理科準備室の椅子に寄りかかり、デスクの上に置いてあるコップの飲み口を指でなぞる。
そして、ため息を吐いてしまう。
コンコン──
ガチャ──
「…………」
そうだ。
呼んだことすっかり忘れてた。
もぅ、説教する気すら起きない。
「………帰ってもいいですよ」
「せっかくのお誘いをムゲにするもんですか」
にっこり、と。
白那さんの笑顔。見飽きたなぁ。
「よいしょ」
適当な椅子を白那は引っ張ってきて、隆宏の近くに座る。
にこにこしてる。
「あれ、本当ですか?」
「……………?」
カタカタカタ──
パソコンで文字を打ち込む。
なんか、話すのめんどくさい。
『なんの話ですか』
「……久々に出たな、これ。
なんの話ですかって、教室で話してたことですよ。

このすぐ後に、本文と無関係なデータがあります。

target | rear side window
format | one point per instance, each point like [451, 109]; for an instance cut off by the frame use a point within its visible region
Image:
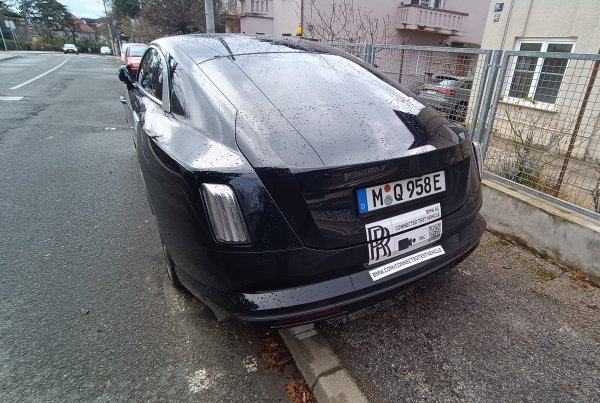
[150, 76]
[177, 93]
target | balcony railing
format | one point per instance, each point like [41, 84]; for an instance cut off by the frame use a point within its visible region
[431, 19]
[262, 8]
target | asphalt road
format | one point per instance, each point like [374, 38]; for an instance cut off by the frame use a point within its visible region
[505, 325]
[86, 312]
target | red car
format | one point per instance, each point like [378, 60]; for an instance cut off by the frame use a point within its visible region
[133, 56]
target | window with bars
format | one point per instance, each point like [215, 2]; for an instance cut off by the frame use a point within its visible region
[539, 78]
[431, 3]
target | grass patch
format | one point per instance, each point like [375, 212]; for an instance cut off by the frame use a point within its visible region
[544, 274]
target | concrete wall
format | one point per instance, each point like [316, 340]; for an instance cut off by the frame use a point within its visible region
[569, 238]
[475, 23]
[576, 19]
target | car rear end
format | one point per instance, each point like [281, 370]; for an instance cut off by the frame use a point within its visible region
[374, 191]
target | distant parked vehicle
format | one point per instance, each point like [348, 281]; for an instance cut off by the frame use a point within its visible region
[280, 208]
[449, 95]
[70, 48]
[124, 49]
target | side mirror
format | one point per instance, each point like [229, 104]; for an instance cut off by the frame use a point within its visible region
[125, 75]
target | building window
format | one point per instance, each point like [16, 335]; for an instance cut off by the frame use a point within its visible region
[538, 79]
[432, 3]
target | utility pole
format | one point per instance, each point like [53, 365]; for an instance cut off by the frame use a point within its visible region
[3, 41]
[25, 5]
[108, 24]
[210, 16]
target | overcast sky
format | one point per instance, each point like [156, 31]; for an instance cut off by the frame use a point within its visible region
[85, 8]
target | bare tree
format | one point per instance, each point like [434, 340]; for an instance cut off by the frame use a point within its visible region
[342, 20]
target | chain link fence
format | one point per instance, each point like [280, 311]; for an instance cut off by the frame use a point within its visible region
[536, 113]
[544, 128]
[448, 79]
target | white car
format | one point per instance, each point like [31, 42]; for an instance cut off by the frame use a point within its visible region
[70, 48]
[124, 47]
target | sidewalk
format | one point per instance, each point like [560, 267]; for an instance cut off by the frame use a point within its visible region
[505, 325]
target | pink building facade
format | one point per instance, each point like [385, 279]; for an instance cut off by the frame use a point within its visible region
[458, 23]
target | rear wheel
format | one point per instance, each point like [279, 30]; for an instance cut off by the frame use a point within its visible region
[170, 269]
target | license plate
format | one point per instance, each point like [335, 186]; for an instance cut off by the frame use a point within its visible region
[391, 194]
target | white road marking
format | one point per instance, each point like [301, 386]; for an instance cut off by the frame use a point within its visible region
[250, 363]
[202, 380]
[40, 76]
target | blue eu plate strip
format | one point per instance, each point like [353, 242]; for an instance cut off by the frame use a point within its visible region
[363, 205]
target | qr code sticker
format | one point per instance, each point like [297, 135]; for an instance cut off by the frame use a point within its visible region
[435, 230]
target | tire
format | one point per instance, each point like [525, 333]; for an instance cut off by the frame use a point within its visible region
[170, 269]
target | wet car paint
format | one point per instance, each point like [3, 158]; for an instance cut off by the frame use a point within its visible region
[220, 126]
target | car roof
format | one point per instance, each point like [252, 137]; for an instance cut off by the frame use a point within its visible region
[203, 47]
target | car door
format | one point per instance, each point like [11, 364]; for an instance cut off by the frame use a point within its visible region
[159, 126]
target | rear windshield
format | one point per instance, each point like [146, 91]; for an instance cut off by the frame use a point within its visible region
[137, 51]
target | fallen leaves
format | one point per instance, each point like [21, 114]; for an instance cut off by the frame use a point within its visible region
[580, 280]
[275, 354]
[299, 392]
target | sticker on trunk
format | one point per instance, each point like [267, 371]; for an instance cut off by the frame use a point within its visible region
[394, 193]
[406, 221]
[383, 246]
[406, 262]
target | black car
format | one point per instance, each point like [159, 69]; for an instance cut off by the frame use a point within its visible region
[292, 182]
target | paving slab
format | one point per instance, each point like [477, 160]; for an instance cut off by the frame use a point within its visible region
[505, 324]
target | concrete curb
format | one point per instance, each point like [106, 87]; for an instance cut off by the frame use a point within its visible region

あれだと教師になる気なかったみたいな感じじゃないですか」
「…………」
『本当のことです』
あーぁ、めんどくさい。
「ま、マジなんですか、あの話」
『マジです』
「が、学者を目指していたっていうことも、ですか?」
『嘘じゃないです。
学者を本気で目指して、自分は学者になるものだと思っていました。
学者と言っても、科学オンリーですが』
「………なら、なんでそんな夢を譲ったりなんか」
『それは嘘です』
「は……、?え、嘘?」
『譲る訳ないじゃないですか。
学者にならなかったのは……、大学に通えなくなったからです』
「………ぇ、?な、なにそれ。金?」
『そうですね。金です』
「…なんだよ、それ」
『白那さん。世の中は金で回ってるんです。こんなの、良くある話じゃないですか。
まぁ、お陰でこういった良い職に巡り会えたのですから、感謝しないといけないですね』
「感謝ってなんにだよ」
あれ……、
なんか、怒ってる??
なんで?
『それはもちろん、世の中の理というものに、じゃないですか?』
まぁ、半分は恨んでたりするんだけど。
「ざけんな。
和泉の夢ってそんなもんかよ。
学者の夢なんてそんなもんだったのかよ」
「…………………」
なんで…
アンタが怒るんだよ。
俺が怒れなかった分、代わりに怒るかのような、そんなの。
やめろよな。
俺だって…好きで諦めたわけじゃないのに。